Despite determined opposition from Maryland's banking industry, a bill that would effectively ban charging membership fees for bank credit cards today sailed through the Senate economic affairs committee, a panel normally considered friendly to bankers.
"We believe they [the bankers] are flagrantly wrong on this one," committee Chairman Harry McGuirk (D-Baltimore) said after his panel voted 7 to 0, with two abstentions, to send the bill to the full Senate, where it is said to have strong support.
The bill revives a banking controversy that began last year when, after a heated lobbying campaign by bankers, the General Assembly voted to raise interest rate ceilings on loans and credit. Days after that measure was signed into law, Suburban Trust Bank and First American Bank of Maryland announced plans to charge their credit card users a $15 membership fee, in addition to the new rates.
"That initiated the [membership fee] bill," said Sen. Joseph Bonvegna (D-Baltimore), sponsor of this year's bill. "The phone calls we received were unbelieveable. I don't think the people can stand much more."
Attorney General Stephen H. Sachs blocked the membership fees, at least temporarily, with a ruling that the fees violated the ceilings set by the 1980 law. The banks now are suing to have the ruling overturned and legislators say they hope Bonvegna's bill will ban the fees once and for all.

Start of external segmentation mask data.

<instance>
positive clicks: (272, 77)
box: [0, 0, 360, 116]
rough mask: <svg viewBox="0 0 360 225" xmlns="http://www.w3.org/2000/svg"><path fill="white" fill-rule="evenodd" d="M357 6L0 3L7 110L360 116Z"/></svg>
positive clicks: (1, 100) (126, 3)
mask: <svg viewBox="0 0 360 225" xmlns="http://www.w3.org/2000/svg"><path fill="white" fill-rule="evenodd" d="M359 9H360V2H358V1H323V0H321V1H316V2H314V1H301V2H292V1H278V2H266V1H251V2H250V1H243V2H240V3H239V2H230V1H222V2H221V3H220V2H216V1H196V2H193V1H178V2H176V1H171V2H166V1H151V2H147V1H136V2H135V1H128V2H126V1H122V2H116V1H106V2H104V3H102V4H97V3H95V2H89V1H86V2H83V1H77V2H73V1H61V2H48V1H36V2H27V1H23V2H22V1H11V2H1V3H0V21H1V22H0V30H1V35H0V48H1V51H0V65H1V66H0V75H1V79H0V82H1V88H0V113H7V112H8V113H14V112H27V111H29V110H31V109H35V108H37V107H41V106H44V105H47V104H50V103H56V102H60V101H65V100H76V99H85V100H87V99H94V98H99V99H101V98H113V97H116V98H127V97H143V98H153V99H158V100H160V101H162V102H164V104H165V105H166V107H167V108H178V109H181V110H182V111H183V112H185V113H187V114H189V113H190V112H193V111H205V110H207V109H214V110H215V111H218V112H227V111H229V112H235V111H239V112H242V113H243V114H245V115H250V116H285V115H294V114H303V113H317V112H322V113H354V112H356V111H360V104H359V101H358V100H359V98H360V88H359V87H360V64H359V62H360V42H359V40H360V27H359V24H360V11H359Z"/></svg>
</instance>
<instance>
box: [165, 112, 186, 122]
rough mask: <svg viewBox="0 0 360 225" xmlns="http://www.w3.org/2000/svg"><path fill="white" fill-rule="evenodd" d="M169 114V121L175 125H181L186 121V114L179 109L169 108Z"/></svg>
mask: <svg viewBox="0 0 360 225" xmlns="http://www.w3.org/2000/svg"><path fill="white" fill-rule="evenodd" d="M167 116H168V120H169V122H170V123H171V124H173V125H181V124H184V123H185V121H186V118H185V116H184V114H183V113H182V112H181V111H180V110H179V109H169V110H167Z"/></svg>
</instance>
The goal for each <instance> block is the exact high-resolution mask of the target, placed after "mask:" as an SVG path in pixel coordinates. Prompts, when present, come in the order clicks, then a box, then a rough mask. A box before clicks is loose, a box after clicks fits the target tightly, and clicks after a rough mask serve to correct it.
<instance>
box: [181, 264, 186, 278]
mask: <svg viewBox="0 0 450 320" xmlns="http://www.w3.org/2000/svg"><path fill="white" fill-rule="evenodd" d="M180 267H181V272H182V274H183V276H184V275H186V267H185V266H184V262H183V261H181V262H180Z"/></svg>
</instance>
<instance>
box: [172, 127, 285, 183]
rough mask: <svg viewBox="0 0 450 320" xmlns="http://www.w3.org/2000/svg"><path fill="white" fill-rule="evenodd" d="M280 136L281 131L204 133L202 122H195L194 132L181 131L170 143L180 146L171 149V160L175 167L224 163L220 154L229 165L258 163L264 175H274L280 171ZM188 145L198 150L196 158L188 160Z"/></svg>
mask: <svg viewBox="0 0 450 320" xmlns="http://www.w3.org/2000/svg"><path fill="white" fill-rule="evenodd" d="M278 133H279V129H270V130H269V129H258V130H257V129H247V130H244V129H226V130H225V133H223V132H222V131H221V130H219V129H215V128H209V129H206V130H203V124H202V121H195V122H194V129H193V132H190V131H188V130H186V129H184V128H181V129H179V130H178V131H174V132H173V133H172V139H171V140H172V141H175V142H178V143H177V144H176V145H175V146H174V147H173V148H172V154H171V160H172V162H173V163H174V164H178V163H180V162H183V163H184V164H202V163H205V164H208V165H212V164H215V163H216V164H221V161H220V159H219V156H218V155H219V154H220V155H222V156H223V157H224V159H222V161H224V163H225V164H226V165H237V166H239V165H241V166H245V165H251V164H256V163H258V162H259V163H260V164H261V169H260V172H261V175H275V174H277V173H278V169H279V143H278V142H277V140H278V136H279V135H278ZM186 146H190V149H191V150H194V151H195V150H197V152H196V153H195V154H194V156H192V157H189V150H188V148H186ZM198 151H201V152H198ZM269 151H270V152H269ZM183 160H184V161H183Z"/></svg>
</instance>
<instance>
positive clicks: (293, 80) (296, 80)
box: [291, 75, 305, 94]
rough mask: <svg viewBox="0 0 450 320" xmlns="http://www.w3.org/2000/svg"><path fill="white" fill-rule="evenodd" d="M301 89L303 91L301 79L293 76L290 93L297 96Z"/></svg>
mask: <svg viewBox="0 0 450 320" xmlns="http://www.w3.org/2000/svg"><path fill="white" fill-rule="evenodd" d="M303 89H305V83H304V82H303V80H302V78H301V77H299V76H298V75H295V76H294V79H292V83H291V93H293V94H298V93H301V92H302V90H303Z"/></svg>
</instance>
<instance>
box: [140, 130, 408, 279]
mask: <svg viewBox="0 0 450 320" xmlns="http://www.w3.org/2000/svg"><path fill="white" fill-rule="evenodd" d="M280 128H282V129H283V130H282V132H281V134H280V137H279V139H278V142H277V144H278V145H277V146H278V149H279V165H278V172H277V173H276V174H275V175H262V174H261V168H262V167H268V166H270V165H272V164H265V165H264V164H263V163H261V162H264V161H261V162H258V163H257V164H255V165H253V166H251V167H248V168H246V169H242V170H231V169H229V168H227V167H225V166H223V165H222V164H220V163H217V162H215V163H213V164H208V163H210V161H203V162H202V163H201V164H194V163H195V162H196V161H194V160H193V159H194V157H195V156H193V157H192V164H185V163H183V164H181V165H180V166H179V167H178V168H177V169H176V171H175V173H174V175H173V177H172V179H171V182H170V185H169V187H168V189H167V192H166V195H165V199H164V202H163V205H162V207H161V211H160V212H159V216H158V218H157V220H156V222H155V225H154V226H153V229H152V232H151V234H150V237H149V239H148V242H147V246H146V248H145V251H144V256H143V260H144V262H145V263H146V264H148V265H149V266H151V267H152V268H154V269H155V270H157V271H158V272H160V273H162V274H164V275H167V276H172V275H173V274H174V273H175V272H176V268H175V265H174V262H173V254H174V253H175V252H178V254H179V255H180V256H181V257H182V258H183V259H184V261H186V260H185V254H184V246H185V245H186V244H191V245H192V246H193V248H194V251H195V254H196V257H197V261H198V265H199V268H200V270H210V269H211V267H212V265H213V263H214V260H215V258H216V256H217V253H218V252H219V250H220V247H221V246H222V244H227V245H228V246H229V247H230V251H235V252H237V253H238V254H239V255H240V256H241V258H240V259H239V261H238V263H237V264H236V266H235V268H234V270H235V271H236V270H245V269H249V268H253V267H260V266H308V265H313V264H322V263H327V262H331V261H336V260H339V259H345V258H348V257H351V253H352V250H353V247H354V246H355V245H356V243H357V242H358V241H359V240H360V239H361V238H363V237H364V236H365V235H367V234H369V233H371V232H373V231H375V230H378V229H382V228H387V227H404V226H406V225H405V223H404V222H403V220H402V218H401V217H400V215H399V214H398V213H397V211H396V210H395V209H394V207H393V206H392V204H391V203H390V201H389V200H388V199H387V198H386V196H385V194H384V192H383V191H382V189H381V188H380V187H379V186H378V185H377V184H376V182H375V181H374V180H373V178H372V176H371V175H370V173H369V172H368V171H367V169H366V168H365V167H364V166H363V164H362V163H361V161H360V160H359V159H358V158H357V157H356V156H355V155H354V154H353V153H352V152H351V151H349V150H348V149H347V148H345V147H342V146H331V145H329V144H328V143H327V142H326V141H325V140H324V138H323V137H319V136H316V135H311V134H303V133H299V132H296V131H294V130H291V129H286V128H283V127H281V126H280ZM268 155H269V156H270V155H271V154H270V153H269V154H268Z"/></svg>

The bill would count membership fees as a form of interest. Since the Maryland banks that issue credit cards already charge the maximum interest rates on unpaid balances, those banks would be violating state law by charging membership fees as well.
The effect of the bill, if it passes, could be limited. A recent Supreme Court ruling allows banks to charge customers in every state the maximum interest rates allowed in the state where they are headquartered. Thus, bankers argue, Maryland's ceilings do not apply to out-of-state banks that have Maryland customers.
Banking lobbyist William Weaver warned the Senate panel that the bill could put Maryland banks at a disadvantage since some other states do allow the membership fees. He contended the First National Bank of Maryland will move its credit card division to Delaware, along with up to a thousand jobs, if that state follows through on its plan to relax interest rate regulations.